[Mimedefang] Skipping SA on TLSMTA connections?

[Jan-Pieter Cornet]

On Thu, Nov 23, 2006 at 12:48:34PM -0700, Philip Prindeville wrote:
> Hey, that's how it comes out-of-the-box from sendmail.org: it's
> set in /etc/mail/submit.mc on my machine.

What platform is that? I can't find any mention of it on debian
nor on freebsd. Not even of the (sub-standard) port 465, sendmail
seems to come default listening on 25 and 587 (submission). 465
is deprecated because it is SSL only, not TLS. It's commonly added
because lots of clients still cannot do TLS, only direct SSL.
 
> >I don't really understand all the fuss about applying micropatches to
> >the examples/suggested-minimum-filter-for-windows-clients file.

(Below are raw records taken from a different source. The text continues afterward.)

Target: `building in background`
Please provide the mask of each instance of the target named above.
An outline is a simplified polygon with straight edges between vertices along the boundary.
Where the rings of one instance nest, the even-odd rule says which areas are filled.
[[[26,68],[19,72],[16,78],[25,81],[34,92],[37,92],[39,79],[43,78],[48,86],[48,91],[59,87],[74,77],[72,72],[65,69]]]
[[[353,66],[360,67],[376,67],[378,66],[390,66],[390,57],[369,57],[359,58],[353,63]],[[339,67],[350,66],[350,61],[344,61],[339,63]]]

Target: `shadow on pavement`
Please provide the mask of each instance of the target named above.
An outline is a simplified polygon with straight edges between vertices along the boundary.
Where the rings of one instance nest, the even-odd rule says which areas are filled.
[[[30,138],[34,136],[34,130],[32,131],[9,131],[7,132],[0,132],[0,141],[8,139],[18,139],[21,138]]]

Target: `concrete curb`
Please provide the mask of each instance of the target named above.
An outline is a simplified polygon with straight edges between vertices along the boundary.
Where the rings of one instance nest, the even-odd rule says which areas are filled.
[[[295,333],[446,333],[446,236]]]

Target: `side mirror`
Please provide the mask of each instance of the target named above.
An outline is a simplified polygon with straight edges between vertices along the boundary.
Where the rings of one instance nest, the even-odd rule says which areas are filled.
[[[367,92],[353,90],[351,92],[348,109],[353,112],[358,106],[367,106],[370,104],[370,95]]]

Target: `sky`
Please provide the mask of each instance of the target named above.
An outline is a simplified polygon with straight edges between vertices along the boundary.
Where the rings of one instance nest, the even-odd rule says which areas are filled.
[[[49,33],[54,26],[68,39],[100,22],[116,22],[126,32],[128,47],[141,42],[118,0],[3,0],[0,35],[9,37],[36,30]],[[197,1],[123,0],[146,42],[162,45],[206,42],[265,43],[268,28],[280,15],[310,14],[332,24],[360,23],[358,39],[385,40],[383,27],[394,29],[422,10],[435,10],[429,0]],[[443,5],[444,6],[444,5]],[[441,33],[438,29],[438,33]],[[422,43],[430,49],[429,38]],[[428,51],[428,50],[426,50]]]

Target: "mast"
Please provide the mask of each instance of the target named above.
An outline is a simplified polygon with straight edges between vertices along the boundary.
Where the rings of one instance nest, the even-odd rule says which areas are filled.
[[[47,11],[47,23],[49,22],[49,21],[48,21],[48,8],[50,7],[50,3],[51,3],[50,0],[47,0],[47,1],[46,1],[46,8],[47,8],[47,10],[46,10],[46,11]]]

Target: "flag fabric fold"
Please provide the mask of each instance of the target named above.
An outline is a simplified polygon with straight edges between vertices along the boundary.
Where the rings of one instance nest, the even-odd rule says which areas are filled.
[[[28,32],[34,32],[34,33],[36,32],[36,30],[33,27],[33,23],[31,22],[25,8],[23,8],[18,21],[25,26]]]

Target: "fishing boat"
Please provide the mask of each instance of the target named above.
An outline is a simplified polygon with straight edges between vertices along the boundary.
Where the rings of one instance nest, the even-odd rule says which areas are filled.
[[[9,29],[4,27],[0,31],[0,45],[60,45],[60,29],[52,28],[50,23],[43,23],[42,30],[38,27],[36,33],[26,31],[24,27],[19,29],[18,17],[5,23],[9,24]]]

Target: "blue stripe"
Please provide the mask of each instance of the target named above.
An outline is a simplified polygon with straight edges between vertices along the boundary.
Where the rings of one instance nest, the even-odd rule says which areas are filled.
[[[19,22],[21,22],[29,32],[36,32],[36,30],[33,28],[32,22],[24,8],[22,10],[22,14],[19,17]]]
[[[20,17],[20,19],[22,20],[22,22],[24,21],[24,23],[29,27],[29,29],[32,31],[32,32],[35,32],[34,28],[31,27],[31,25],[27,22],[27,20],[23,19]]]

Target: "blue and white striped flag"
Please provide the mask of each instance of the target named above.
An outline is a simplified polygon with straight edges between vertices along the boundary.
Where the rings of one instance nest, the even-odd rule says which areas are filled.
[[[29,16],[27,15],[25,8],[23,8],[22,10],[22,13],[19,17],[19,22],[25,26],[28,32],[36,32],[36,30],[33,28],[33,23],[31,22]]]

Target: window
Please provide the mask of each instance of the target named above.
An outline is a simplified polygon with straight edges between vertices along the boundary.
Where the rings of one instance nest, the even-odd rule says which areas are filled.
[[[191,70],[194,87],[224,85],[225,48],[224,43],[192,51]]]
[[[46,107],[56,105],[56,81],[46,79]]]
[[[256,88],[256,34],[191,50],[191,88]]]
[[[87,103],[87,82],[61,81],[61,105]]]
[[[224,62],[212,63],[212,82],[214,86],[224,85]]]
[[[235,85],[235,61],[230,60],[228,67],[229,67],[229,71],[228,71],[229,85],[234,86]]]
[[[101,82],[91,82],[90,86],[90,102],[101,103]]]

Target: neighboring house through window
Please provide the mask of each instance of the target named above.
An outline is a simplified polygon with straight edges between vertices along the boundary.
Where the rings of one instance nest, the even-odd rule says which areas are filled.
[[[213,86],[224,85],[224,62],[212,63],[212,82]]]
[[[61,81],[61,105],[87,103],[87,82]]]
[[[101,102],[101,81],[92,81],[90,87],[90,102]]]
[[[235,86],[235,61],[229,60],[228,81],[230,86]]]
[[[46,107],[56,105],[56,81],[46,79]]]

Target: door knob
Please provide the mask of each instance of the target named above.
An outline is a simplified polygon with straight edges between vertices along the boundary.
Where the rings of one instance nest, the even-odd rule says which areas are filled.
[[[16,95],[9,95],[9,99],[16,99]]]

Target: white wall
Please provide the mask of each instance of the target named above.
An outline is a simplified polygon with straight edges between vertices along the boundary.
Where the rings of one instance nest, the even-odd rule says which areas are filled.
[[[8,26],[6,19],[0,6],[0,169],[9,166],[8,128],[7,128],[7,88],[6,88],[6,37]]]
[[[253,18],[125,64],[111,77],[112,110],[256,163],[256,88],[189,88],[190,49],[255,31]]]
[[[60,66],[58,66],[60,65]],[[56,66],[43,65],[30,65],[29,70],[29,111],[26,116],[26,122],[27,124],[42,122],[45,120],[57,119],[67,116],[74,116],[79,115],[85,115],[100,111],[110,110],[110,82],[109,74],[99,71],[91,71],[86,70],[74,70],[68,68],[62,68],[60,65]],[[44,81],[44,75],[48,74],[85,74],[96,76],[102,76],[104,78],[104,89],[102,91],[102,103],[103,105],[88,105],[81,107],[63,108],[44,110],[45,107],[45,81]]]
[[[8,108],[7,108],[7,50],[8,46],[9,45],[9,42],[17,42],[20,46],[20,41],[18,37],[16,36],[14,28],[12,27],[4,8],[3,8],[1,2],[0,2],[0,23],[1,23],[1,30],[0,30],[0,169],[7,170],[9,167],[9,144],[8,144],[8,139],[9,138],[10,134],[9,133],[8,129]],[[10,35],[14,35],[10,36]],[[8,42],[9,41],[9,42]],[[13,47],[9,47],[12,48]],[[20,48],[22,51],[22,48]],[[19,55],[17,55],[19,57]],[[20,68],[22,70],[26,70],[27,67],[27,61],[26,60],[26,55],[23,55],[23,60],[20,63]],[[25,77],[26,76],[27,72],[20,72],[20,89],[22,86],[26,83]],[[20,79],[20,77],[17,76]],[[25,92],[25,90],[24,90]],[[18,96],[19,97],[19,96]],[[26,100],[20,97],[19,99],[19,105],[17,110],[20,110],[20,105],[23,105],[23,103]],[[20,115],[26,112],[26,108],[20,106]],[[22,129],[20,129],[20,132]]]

As the
> >name implies, it's an EXAMPLE and a SUGGESTION.
> 
> Well, I do generate diffs after each update, and then patch them back in.
> 
> Ideally it would be nice if MdF could peek into the SA configs in this
> case, figure out the values of "internal_networks", and then skip the test
> for clients on those subnets.

I'm sure some large company from washington would ship it this way, yes :)
But given the ways in which this can go wrong and the difficulty to
determine sane "internal_networks", and the easy with which this can
be changed while installing, I'd recommend against it.

It would probably be better if the example filter came in a number of
pluggable modules, where you could easily add extra modules or replace
existing modules by providing your own version in another directory.
But then again I'm biased, because I wrote a modular filter framework.

-- 
Jan-Pieter Cornet <johnpc at xs4all.nl>
!! Disclamer: The addressee of this email is not the intended recipient. !!
!! This is only a test of the echelon and data retention systems. Please !!
!! archive this message indefinitely to allow verification of the logs.  !!